Abstract
Black Vein – Variation is a performance that explores the historical dispossession of Indigenous bodies through the lens of colonial mining practices in Mexico. Drawing on the concept of paramnesia—distorted memory—the piece traces erased Afro-Mexican and Indigenous genealogies embedded in the mining towns of Hidalgo, where forced labor fueled the colonial economy. By invoking the African and Indigenous presence in mines like Pachuca and Real del Monte, the work confronts the exploitation of racialized bodies subjected to brutal conditions, especially through the deadly silver amalgamation process involving mercury. The performance becomes a macabre dance, a ritualized remembrance of the thousands who perished from silicosis and toxic exposure. Through movement, material, and memory, Black Vein – Variation reveals how colonial extraction not only looted the earth but also the bodies and lives of those deemed expendable. The work is both an homage and an insurrection, reclaiming buried histories of resistance and loss. It challenges viewers to confront the ongoing legacies of colonialism and the deep entanglement between mineral wealth and bodily sacrifice.
Black Vein – Variation presents itself as a symptom of paramnesia—a distortion of memory—that attempts to decode an Afro-Mexican root by tracing the genetic path within a body colonized by forgetting. Black Vein – Variation cracks open history to uncover the African bloodline in the mining towns of Pachuca, Real del Monte, and other royal mining sites in the state of Hidalgo, seeking rightful recognition for a heritage that left genealogies in cities colonized and exploited through forced and brutal labor.
Since the mid-16th century, mining in the city of Pachuca was thriving, in part due to the silver amalgamation method developed in 1553 in Pachuca by Bartolomé de Medina. This performance-action is a variation of Black Vein. For All, the Labor of the Black. A Fantastic Paramnesia for a Black Blood Insurrection, premiered in 2023. The performance serves as an invocation of memories—an excavation of mining towns not only in Hidalgo, Mexico, but across the entire territory of Abya Yala, which were central during the colonial period and continue to be essential to Europe’s economic development centuries later, all bound by a black blood that runs from the United States to Chile.

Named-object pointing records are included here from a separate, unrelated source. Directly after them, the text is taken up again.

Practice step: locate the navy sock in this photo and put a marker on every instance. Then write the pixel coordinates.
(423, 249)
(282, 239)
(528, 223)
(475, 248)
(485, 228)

This variation focuses on the body exploited and exhausted to death by the demands of mining productivity. It is a testimony to the thousands of deaths of Indigenous and African slaves caused by forced labor and mercury exposure, a chemical element used in the silver amalgamation process—also known as the patio process developed by Bartolomé de Medina. In this practice, miners extracted ore using mercury (quicksilver), stepping on a mixture of salts that caused a dreadful death known as silicosis, brought on by the inhalation of fine toxic dust that slowly poisoned their bodies.